Black students are fighting against racial bias from teachers who don’t believe they can be successful at school, Orca K-8’s Felder said. This bias can lead to lowered expectations for black students and may explain why more students of color aren’t getting access to advanced classes.

“There was one white teacher who said, ‘You guys aren’t here to learn. You guys can’t learn. I don’t know why I’m giving you the tests, because you’re not going to do it anyway,” Felder said. “The majority of the students in the middle school were African American, so for a white teacher to say that, that destroys them.”

When you tell students you have high expectations for them, it can influence their academic success, Lauren Mims, the assistant director of the White House Initiative on Educational Excellence for African Americans, said at a Center for American Progress roundtable discussion about access to gifted education held last September. When she wrote her thesis at Tufts University, Mims created an eight-week program for 10th and 11th grade girls, called Girls Rising Above Circumstances to Excel, that put children with a 1.5 GPA in a program that is labeled “gifted.”

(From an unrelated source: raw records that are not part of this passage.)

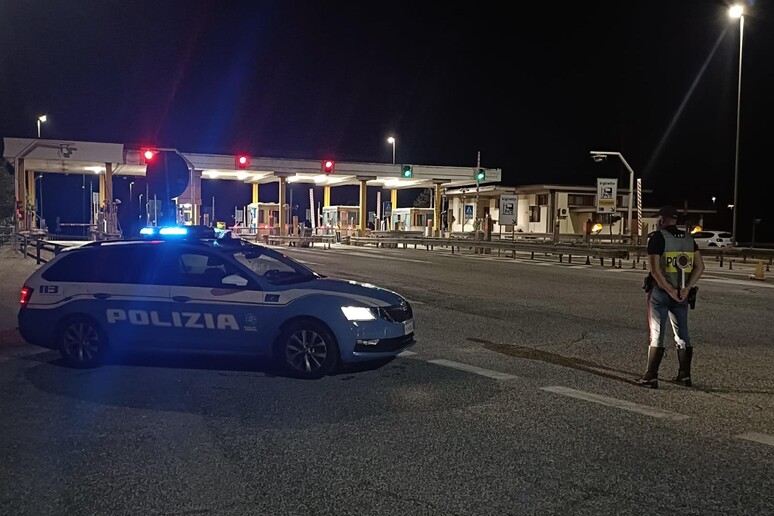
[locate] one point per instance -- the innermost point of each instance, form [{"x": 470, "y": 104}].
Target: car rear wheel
[
  {"x": 306, "y": 349},
  {"x": 82, "y": 343}
]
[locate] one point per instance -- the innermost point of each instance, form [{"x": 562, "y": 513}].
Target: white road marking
[
  {"x": 758, "y": 438},
  {"x": 746, "y": 283},
  {"x": 386, "y": 257},
  {"x": 614, "y": 402},
  {"x": 473, "y": 369},
  {"x": 305, "y": 262}
]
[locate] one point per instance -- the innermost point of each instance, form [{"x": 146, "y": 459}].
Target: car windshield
[{"x": 272, "y": 266}]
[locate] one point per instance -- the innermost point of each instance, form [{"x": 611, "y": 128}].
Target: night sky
[{"x": 534, "y": 87}]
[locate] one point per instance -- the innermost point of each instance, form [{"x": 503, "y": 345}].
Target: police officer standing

“All of a sudden students started coming to school more often, they started doing their homework, and they started telling me that they would go to the classroom, and they would know that they had somebody on their side,” Mims said.

There is still a way to go for Seattle schools, but educators say they believe their efforts have made a difference. Many local teachers feel that they have the ability to individually push back against broader forces of racism, and several of them told ThinkProgress they take that responsibility seriously.

“The fact that, year after year, kids are saying this is eye-opening makes me feel like it is not just important to do but that it worked pretty well,” Rifkin said.